- Origin: Boston, Massachusetts, United States
- Genres: Hard rock
- Years active: 1997–2002
- Labels: Curve of the Earth, Megatronic/DreamWorks
- Past members: Johnny Heatley Jhen Kobran Charlee Johnson Tommy O'Neil Sarah Reitkopp

= Halfcocked =

American hard rock band

Halfcocked (also known as Half Cocked, Halfc*cked or Half-Cocked) was an American hard rock band.
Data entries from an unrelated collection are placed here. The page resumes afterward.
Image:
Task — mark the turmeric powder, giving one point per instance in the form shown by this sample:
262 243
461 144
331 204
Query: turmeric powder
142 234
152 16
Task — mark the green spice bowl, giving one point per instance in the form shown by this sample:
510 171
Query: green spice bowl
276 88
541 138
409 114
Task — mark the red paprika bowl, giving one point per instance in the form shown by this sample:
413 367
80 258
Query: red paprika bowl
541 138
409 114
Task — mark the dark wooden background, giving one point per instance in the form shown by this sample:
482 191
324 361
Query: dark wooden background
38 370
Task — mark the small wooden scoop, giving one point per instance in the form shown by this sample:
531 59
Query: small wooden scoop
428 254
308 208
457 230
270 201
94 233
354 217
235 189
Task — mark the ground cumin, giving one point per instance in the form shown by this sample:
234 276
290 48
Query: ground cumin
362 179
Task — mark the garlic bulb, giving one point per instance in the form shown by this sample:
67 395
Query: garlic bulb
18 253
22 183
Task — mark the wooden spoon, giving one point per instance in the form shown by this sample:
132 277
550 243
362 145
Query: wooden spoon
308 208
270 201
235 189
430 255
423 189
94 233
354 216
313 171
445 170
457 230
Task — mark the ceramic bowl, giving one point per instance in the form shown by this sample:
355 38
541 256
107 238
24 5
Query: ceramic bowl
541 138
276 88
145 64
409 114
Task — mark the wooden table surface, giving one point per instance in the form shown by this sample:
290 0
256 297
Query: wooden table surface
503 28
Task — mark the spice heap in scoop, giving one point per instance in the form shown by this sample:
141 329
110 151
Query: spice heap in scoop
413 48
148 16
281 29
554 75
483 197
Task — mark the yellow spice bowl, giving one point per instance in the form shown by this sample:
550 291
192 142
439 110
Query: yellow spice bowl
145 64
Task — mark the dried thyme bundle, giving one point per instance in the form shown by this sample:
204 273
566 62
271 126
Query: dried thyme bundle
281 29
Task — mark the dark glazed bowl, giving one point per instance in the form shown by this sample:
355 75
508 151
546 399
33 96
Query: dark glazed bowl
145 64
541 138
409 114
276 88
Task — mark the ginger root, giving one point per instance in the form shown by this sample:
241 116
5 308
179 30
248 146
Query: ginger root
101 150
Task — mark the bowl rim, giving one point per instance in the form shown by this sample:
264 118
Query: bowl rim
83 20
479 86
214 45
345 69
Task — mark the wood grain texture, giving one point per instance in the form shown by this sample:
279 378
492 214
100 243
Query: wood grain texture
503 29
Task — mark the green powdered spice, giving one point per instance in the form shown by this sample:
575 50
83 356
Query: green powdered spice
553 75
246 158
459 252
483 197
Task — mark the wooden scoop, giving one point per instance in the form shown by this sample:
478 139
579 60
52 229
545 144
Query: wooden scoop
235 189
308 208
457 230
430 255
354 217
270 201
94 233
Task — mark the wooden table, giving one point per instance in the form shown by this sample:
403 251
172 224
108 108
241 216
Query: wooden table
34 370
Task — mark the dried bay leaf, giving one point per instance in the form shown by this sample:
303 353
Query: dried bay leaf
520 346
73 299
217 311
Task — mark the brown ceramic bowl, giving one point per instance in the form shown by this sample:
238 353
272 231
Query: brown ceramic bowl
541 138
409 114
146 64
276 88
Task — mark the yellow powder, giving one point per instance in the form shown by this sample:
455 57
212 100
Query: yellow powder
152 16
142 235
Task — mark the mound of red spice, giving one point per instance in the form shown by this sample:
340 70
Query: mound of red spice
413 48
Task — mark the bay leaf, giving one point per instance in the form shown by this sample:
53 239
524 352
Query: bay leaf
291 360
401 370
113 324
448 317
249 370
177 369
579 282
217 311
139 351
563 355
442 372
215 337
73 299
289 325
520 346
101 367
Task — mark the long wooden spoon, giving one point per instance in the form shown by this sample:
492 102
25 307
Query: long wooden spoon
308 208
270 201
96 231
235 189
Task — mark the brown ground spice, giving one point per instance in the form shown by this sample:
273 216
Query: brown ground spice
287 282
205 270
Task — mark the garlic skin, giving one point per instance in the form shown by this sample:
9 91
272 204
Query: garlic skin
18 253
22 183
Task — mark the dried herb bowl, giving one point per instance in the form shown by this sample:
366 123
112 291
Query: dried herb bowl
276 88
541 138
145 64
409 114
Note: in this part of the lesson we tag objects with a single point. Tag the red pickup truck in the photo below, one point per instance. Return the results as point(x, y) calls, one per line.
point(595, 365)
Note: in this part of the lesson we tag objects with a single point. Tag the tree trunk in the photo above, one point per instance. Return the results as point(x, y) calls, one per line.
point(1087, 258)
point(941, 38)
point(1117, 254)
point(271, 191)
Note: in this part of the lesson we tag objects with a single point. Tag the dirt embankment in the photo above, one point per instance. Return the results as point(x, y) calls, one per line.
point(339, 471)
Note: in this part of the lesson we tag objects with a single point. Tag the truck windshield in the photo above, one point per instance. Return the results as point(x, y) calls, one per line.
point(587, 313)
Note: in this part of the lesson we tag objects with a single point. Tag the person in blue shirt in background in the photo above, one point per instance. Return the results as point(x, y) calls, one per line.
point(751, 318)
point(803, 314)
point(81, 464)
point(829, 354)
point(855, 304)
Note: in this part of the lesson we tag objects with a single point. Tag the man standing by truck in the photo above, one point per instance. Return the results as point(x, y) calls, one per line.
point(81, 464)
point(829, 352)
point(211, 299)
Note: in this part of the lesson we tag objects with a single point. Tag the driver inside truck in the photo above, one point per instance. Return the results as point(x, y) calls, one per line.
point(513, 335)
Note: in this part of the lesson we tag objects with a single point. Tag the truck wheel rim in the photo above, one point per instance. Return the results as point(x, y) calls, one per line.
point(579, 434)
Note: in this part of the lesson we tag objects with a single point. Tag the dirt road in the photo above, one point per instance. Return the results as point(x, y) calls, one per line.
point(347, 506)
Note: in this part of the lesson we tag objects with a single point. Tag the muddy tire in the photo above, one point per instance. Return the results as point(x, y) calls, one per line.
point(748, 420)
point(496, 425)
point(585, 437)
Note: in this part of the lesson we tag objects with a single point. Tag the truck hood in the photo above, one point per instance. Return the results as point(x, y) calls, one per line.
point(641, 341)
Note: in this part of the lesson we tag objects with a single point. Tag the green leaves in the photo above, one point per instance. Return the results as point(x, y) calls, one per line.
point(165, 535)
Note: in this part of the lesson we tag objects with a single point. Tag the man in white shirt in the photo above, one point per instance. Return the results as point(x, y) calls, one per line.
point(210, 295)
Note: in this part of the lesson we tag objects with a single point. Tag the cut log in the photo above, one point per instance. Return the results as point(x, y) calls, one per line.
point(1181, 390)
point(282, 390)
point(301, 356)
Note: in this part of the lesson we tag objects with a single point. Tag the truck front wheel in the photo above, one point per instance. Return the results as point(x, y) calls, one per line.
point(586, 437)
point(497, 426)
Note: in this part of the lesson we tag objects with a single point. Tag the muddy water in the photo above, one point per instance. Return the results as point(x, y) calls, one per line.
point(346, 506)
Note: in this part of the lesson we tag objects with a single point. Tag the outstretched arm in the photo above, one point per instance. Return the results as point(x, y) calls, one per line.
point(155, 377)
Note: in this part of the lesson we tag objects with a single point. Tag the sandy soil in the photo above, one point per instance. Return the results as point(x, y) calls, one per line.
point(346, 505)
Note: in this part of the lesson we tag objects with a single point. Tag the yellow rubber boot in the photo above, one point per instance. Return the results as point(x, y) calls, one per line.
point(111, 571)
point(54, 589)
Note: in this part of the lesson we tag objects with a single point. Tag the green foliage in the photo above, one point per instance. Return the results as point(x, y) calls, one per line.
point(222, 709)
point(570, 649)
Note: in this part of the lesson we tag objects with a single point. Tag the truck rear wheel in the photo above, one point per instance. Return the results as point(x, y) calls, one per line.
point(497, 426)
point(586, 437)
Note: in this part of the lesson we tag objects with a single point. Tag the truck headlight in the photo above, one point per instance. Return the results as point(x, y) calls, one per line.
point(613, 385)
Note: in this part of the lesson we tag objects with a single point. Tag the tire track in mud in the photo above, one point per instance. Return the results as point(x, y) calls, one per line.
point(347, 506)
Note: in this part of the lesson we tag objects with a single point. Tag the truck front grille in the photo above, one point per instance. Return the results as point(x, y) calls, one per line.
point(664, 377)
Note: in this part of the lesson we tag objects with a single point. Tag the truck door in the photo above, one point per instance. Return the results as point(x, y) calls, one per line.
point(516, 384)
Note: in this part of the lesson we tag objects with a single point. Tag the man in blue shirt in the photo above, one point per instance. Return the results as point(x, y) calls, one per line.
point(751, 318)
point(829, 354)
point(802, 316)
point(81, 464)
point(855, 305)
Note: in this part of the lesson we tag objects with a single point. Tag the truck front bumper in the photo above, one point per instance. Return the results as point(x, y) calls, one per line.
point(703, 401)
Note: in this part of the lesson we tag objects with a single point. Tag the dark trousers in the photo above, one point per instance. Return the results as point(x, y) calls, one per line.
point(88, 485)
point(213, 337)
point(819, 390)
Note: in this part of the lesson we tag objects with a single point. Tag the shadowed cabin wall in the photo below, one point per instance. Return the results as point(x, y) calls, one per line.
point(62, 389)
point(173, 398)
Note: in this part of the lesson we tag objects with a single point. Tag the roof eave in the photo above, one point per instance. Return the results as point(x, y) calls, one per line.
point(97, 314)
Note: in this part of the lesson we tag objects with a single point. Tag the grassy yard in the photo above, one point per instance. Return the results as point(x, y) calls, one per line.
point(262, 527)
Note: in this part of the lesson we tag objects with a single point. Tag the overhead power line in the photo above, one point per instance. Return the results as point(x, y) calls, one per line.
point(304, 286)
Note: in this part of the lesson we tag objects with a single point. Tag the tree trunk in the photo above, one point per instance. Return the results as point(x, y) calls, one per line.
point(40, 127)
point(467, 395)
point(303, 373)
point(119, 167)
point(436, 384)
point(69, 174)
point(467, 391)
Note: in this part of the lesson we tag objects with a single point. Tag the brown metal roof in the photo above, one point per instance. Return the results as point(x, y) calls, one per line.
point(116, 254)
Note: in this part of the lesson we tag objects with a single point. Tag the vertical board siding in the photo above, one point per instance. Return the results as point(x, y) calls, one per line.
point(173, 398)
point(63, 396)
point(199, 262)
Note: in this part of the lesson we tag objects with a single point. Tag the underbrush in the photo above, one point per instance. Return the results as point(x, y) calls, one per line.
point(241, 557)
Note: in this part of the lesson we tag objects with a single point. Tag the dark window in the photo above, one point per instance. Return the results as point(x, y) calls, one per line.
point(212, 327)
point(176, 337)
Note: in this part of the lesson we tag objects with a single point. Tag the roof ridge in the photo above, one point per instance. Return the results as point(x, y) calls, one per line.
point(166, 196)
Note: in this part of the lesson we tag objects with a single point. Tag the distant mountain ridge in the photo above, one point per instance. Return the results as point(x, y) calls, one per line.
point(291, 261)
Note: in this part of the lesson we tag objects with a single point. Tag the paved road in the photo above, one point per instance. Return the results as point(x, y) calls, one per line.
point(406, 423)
Influenced by 1970s hard rock and punk rock, along with 1980s glam metal, they started out in Boston in 1997 and signed with independent label Curve of the Earth Records. In 1999 the band placed third in the finals of the WBCN Rock & Roll Rumble, being the first "wild card" act to play in the finals. They signed with DreamWorks imprint Megatronic Records (headed by Powerman 5000 frontman Spider One) and moved to Los Angeles in 2000. After numerous delays, they released one final album—The Last Star—before splitting up in 2002.

==Personnel==
- Sarah Reitkopp : Vocalist
- Jhen Kobran : Bassist/backing vocalist
- Tommy O'Neil : Guitarist
- Johnny Heatley : Guitarist
- Charlee Johnson : Drums

==Discography==
===Studio albums===
- Sell Out (1998)
- Occupation: Rock Star (2000)
- The Last Star (2001)

===Compilation appearances===
- Girls! Girls! Girls! (1998, Curve of the Earth) (song: "Whole in the World")
- Benefit for El Chupacabra (1998, Polterchrist) (song: "Ghost Bones")
- Dracula 2000 soundtrack (2000, Sony) (song: "Sober")
- Shrek soundtrack (2001, DreamWorks) (song: "Bad Reputation", the original Joan Jett version is heard in the film)
- WWF Tough Enough (2001, DreamWorks) (song: "Drive Away")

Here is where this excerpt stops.